Why Big Data Needs Big Buffer Switches - Arista

White Paper

Why Big Data Needs Big Buffer Switches ANDREAS BECHTOLSHEIM, LINCOLN DALE, HUGH HOLBROOK, AND ANG LI Today’s cloud data applications, including Hadoop, Big Data, Search or Storage, are distributed applications running on server clusters with many-to-many communication patterns. The key to achieving predictable performance for these distributed applications is to provide consistent network bandwidth and latency to the various traffic flows since in most cases it is the slowest flow or query completing last that determines the overall performance.

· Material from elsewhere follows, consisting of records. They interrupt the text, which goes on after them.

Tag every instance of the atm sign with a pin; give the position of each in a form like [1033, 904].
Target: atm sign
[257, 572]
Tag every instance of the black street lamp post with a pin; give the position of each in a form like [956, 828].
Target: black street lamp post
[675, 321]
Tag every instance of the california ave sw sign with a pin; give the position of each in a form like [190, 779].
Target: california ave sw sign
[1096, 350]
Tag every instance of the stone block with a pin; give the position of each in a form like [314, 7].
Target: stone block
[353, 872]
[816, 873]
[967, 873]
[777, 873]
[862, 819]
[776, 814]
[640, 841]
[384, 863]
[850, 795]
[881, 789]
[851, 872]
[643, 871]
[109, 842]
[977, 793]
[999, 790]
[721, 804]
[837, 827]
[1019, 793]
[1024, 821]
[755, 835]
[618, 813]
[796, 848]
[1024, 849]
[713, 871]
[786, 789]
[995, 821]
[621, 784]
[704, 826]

In this paper, we demonstrate that without sufficient packet buffer memory in the switches, network bandwidth is allocated grossly unfairly among different flows, resulting in unpredictable completion times for distributed applications. This is the result of packets on certain flows getting dropped more often than on other flows, the so-called TCP/IP Bandwidth Capture effect. We present simulation data that show that in heavily loaded networks, query completion times are dramatically shorter with big buffer switches compared to small buffer switches.

arista.com

White Paper

Packet Buffers In Cloud Network Switches The performance of distributed Big Data applications depends critically on the packet buffer size of the datacenter switches in the network fabric. In this paper we compare the performance of both individual switches and network fabrics built with a leafspine architecture with switches of various packet buffer sizes under various levels of network load. The results show a dramatic improvement at the application level under load when using big buffer switches. There are two types of switch chips commonly used in datacenter switches. The first type uses on-chip shared SRAM buffers, which today are typically 12 MBytes of packet buffer memory for 128 10G ports, or approximately 100 KBytes per 10GigE port. The second type of switch chip uses external DRAM buffer, which typically provides 100 MBytes of packet buffer per 10GigE port, or 1000X more than the SRAM switch. At Arista, we build datacenter switches with both types of silicon. The small buffer switch silicon is used in the Arista 7050X, 7250X, 7060X, 7260X and 7300X/7320X switches, while the large buffer switch silicon is used in the Arista 7048T, 7280E/7280R, and 7500E/7500R switches. Both types of switch product lines have been widely deployed. In this paper we will discuss how the difference in buffer size affects application performance in distributed cloud applications.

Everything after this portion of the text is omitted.